The BAFF/APRIL system was identified almost a decade ago [18]. This system comprises three ligands (BAFF, APRIL, TWE-PRIL), and three signalling receptors (BAFF-R, TACI, BCMA). Studies of BAFF, APRIL and their receptors have highlighted the importance of this ligand/receptor system in regulating B cell homeostasis and tolerance. BAFF/APRIL system is also expressed in activated T cells [19, 20]. In many systemic autoimmune diseases, including rheumatoid arthritis [11], systemic lupus erythematosus [21] and Sjogren’s [22] are associated with higher than normal serum BAFF levels. Previous study shows an increase in BAFF levels in MS patients treated with IFN-β or GA [7, 23]. However, whether the levels of CSF BAFF/APRIL were increased in NMO patients was still unclear. Our results demonstrate that both BAFF and APRIL protein levels are significantly higher in NMO and MS in acute relapse. In acute relapse, T and B cells were activated. BAFF/APRIL system may participate in this process. Higher BAFF and APRIL expression, possibly facilitate B and T cell responses [18]. In the some research, the investigators reported elevated CSF levels of BAFF in MS patients [7]. However, In NMO, there were notable higher BAFF and APRIL in CSF and positive associated with EDSS score. AQP4 is expressed in astrocytes and BAFF is mainly produced by astrocytes in CNS. This result may show astrocyte activation and damage in NMO [7]. On the other hand, It is plausible that more severe inflammation is involved in pathogenetic mechanisms of NMO, especially the humoral immunity mediated by B cell immune response. Activated BAFF/APRIL system may accelerate the AQP4-Ab production.
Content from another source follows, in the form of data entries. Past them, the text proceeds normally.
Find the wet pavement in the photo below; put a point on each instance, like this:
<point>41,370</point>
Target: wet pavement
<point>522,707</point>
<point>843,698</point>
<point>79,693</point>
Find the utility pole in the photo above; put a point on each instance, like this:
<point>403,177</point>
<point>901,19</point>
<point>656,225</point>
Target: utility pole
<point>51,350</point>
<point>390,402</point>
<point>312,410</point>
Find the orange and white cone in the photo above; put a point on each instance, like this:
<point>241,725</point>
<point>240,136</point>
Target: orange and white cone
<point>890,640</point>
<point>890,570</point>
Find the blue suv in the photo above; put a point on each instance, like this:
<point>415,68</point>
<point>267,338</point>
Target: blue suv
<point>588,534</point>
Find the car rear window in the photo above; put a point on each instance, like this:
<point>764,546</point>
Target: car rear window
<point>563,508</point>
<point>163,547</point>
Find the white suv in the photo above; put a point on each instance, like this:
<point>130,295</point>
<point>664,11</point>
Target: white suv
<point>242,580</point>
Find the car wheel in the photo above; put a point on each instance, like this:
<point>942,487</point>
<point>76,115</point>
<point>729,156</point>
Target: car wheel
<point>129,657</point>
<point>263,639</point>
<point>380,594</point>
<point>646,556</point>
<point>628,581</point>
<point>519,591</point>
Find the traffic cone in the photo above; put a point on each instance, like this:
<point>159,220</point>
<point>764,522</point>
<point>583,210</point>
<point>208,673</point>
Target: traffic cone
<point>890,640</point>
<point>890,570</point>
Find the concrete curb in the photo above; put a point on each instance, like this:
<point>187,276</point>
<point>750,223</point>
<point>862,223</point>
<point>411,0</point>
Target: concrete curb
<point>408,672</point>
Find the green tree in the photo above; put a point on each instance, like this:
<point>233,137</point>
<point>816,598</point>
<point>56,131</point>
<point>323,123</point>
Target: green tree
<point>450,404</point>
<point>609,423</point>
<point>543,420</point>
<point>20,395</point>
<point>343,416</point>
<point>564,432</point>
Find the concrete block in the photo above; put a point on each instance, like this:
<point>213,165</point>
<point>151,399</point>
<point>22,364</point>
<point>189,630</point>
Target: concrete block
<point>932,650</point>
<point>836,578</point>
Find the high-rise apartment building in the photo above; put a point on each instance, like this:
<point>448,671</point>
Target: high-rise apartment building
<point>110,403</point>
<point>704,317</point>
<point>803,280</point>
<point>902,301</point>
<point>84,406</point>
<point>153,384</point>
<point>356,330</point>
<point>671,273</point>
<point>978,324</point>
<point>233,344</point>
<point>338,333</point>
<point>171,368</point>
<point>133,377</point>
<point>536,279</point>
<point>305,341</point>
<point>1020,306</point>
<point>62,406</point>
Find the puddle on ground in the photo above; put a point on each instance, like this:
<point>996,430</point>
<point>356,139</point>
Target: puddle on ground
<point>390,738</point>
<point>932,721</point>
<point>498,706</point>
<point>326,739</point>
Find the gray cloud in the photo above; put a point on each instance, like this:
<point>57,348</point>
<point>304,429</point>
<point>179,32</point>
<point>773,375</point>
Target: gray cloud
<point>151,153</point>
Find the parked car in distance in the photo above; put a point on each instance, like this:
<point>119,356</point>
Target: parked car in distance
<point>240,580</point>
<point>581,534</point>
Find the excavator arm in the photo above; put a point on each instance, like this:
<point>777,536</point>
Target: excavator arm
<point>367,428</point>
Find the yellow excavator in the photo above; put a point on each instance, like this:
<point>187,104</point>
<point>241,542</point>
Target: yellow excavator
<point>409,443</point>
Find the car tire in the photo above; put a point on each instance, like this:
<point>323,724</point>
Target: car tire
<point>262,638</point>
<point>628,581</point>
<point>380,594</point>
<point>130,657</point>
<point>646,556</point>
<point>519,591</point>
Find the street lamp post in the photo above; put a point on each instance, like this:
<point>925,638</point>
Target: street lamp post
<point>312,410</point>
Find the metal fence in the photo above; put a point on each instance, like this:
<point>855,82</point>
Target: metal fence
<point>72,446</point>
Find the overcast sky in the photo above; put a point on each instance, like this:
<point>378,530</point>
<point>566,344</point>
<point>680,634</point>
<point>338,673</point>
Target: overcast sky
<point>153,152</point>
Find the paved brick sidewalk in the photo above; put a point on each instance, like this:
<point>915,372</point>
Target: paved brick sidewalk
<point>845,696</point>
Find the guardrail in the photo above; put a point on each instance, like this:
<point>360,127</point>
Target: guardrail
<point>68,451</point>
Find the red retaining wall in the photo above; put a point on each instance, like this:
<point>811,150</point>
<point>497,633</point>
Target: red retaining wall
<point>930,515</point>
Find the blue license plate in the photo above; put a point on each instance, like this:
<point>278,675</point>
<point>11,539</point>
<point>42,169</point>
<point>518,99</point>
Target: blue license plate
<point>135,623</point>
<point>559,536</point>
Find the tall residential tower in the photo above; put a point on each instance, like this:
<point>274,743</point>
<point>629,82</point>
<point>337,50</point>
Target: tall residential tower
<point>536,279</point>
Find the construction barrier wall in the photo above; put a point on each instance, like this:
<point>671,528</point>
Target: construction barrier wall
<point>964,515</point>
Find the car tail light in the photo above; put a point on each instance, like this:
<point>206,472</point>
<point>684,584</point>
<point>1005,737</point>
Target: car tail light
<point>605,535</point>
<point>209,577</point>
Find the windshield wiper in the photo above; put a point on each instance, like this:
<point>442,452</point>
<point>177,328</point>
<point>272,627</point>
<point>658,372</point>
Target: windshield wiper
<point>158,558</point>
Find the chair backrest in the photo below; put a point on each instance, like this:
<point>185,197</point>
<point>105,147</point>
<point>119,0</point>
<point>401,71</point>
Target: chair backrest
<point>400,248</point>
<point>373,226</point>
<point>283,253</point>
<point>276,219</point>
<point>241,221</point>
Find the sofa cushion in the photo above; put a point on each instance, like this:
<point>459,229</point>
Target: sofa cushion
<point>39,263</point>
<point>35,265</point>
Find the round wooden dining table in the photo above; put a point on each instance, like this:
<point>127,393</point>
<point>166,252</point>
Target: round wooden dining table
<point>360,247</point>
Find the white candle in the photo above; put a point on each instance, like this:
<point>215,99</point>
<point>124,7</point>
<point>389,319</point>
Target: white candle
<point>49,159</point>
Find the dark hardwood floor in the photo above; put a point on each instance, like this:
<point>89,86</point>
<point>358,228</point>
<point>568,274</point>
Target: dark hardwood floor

Taken together, these data could suggest that BAFF/APRIL system considered important for aggressive B cells and T-cell responses, and may stimulates B cells and T cell activation in acute relapse of NMO and MS. In NMO patients, CSF BAFF and APRIL may be key factors of B cell immune response and reflect disease severity.